Jika benar begitu, tuntutan dari guru-guru lainn yang ingin mengembalikan JB di peringkat atas seperti dulu lagi sedikit berlawanan dengan usaha yang dilakukan guru, juga murid-muridnya.

Tidak ada yang paling benar dan paling salah. Semua bisa dilihat benar dan salah tergantung dari sisi mana kita melihatnya. Masih banyak orang yang berpandangan bahwa murid-murid JB itu cerdas. Tapi memang hanya sedikit yang mengatakan anak JB itu pandai. Pertanyaannya sekarang apakah JB akan tetap akan berpendirian pada cara belajarnya yang khas atau mengejar peringkat lagi untuk mengembalikan seperti dulu.

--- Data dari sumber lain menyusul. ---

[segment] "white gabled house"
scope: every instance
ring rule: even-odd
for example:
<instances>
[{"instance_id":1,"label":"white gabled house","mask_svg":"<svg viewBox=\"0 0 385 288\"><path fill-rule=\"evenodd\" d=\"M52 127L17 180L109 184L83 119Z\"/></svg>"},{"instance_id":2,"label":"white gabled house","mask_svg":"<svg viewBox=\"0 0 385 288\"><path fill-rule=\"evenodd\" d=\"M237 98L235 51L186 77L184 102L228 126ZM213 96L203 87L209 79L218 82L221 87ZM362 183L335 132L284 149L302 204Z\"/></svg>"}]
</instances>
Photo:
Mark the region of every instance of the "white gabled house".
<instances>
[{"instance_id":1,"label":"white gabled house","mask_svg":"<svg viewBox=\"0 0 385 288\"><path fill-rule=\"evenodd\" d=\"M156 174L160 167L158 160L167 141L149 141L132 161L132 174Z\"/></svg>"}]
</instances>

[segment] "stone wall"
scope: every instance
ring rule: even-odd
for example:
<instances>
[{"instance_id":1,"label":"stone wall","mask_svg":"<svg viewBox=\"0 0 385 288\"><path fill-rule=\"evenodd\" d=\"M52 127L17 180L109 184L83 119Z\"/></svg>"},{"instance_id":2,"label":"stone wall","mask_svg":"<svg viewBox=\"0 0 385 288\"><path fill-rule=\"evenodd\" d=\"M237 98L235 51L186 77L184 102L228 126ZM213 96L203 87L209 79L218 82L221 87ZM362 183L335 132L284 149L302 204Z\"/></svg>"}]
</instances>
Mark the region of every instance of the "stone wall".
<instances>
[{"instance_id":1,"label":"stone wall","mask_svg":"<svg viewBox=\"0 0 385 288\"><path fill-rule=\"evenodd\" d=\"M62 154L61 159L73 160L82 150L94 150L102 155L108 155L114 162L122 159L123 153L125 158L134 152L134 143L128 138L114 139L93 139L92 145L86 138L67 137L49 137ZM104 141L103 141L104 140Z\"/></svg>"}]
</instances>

Saya pribadi akan lebih memilih agar JB mempertahankan cara belajar khasnya. Bukan untuk UAN bukan untuk peringkat tapi untuk masa depan. Memang benar kalau hanya mempersiapkan UAN pelajaran yang diterima tidak akan sampai sesuai dengan fungsi mata pelajaran itu sendiri. Tapi jika kurang persiapan sulit berada di peringkat atas sekolah-sekolah terbaik di Sleman, D.I.Y, dan Indonesia.
Ini bukan mempertahankan diri dari tuntutan, bukan juga protes atas tuntutan. Hanya saya ingin kita semua berpikir kembali apakah sekolah hanya untuk UAN?

Nasihat (30 Mei 2009)

Pelajaran pertama di hari terakhir belajar bersama, aku mendengar lagi nasihat yang sudah sering dilontarkan oleh para guru terhadap kami. Generasi muda yang katanya bertugas memberikan masa depan bagi dunia ini. Aku nggak terlalu tau darimana awal keluarnya nasihat itu, karena alam memanggil waktu itu (eek). Nasihat tentang kemandirian.

Sudah sering denger tentang teknologi yang membodohkan kaum muda? Kalo aku udah sering denger itu. Paling nggak udah ada 3 guru senior yang kasih nasihat tentang itu. Tapi ayo berpikir bersama. Apakah kemajuan teknologi mentalitas remaja yang manja. Pasti?

Dulu waktu guru-guru senior bersekolah memang keadaan memaksa seperti itu. Prihatin, perih atine katanya. Masa itu (tahun 60an kali) teknologi belum kayak sekarang ini. “Saya dulu kalau mau pergi ke rumah teman pinjam catatan harus naik sepeda. Padahal rumah teman saya itu 20 km. Jadi tau rasanya rekasa. Sekarang enak tinggal weeesss naik sepeda motor sebentar juga udah sampe.” Tapi kalau dalam masa sekarang, buat apa menghabiskan waktu perjalanan naek sepeda sejauh 20 km daripada bisa dicapai pake kendaraan umum atau motor. Sisa waktu yang dulu buat perjalanan, bisa dipakai untuk kegiatan lain. Selalu yang disoroti adalah ketidakmauan kaum muda untuk berusaha daripada melihat bahwa efisiensi waktu yang dipikirkan.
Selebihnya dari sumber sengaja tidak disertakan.